Regarding the manufacturing of oral vitamin D formulations, ergocalciferol is made from ultraviolet irradiation of ergosterol in yeast. Cholecalciferol is made from irradiation of 7-dehydrocholesterol from lanolin and the chemical conversion of cholesterol. Traditionally, oral formulations of vitamin D2 and D3 have long been regarded as equivalent in their clinical activity. However, studies indicate that ergocalciferol (vitamin D2) is much less potent and has a shorter duration of action than cholecalciferol.[9-11]
Historically, ergocalciferol has been used instead of cholecalciferol for severe vitamin D deficiency. This is out of convention, or perhaps because high-dose ergocalciferol is more widely available in doses of up to 50,000 IU per softgel capsule from multiple manufacturers. Although this dose of cholecalciferol is available from at least 1 manufacturer, it is often challenging to find in retail outlets. Based on this author’s experience, and verified by others, it is often difficult to raise 25-hydroxyvitamin D levels with ergocalciferol in patients with severe vitamin D deficiency.
Armas and colleagues administered single oral doses of 50,000 IU of the respective vitamin D preparations to 20 healthy male volunteers, and followed the time course of 25-hydroxyvitamin D levels over a period of 28 days. A pharmacokinetic analysis was also done. Both ergocalciferol and cholecalciferol produced similar initial increases in serum levels of 25-hydroxyvitamin D over the first 3 days, indicating equivalent absorption. However, levels continued to increase with cholecalciferol and peaked at day 14, whereas levels decreased rapidly with ergocalciferol and were no different from baseline at day 14. The investigators concluded that ergocalciferol potency is less than 30% of that of cholecalciferol and that it has a markedly shorter duration of action.
This study is consistent with other single, high-dose studies[9,10,12] that indicate the mean time to peak concentration of ergocalciferol to be about 3 days compared with 14 days for cholecalciferol. A review by Houghton and Vieth estimated that cholecalciferol is more than 3 times as effective as ergocalciferol in elevating 25-hydroxyvitamin D and maintaining those levels for a longer time.

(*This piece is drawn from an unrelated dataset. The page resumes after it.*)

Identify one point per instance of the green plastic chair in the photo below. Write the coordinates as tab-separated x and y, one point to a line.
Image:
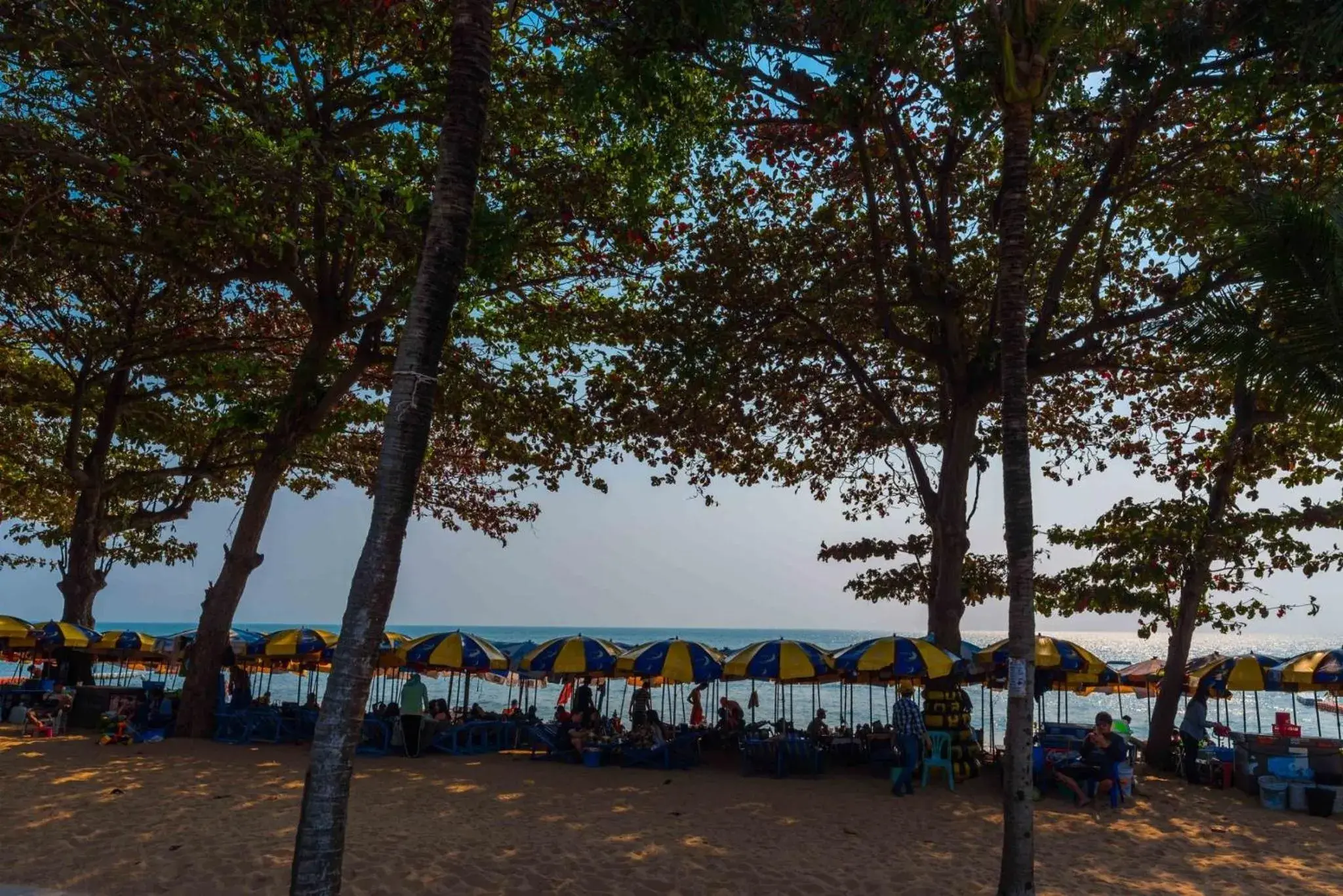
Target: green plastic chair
939	756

These authors also note that cholecalciferol metabolites have superior affinity for vitamin D-binding proteins in plasma, relative to ergocalciferol.
In conclusion, ergocalciferol (vitamin D2) and cholecalciferol (vitamin D3) are not bioequivalent and should not be considered interchangeable. Although few head-to-head trials exist, based on pharmacokinetic studies and limited clinical evidence, cholecalciferol is preferred over ergocalciferol. Because of its shorter half-life and decreased potency, this is especially relevant in the setting of severe deficiency, where high-dose ergocalciferol is often only given once weekly. Health professionals should encourage use of cholecalciferol over ergocalciferol in all patients without severe renal failure, either as a general supplement or as a treatment for vitamin D deficiency.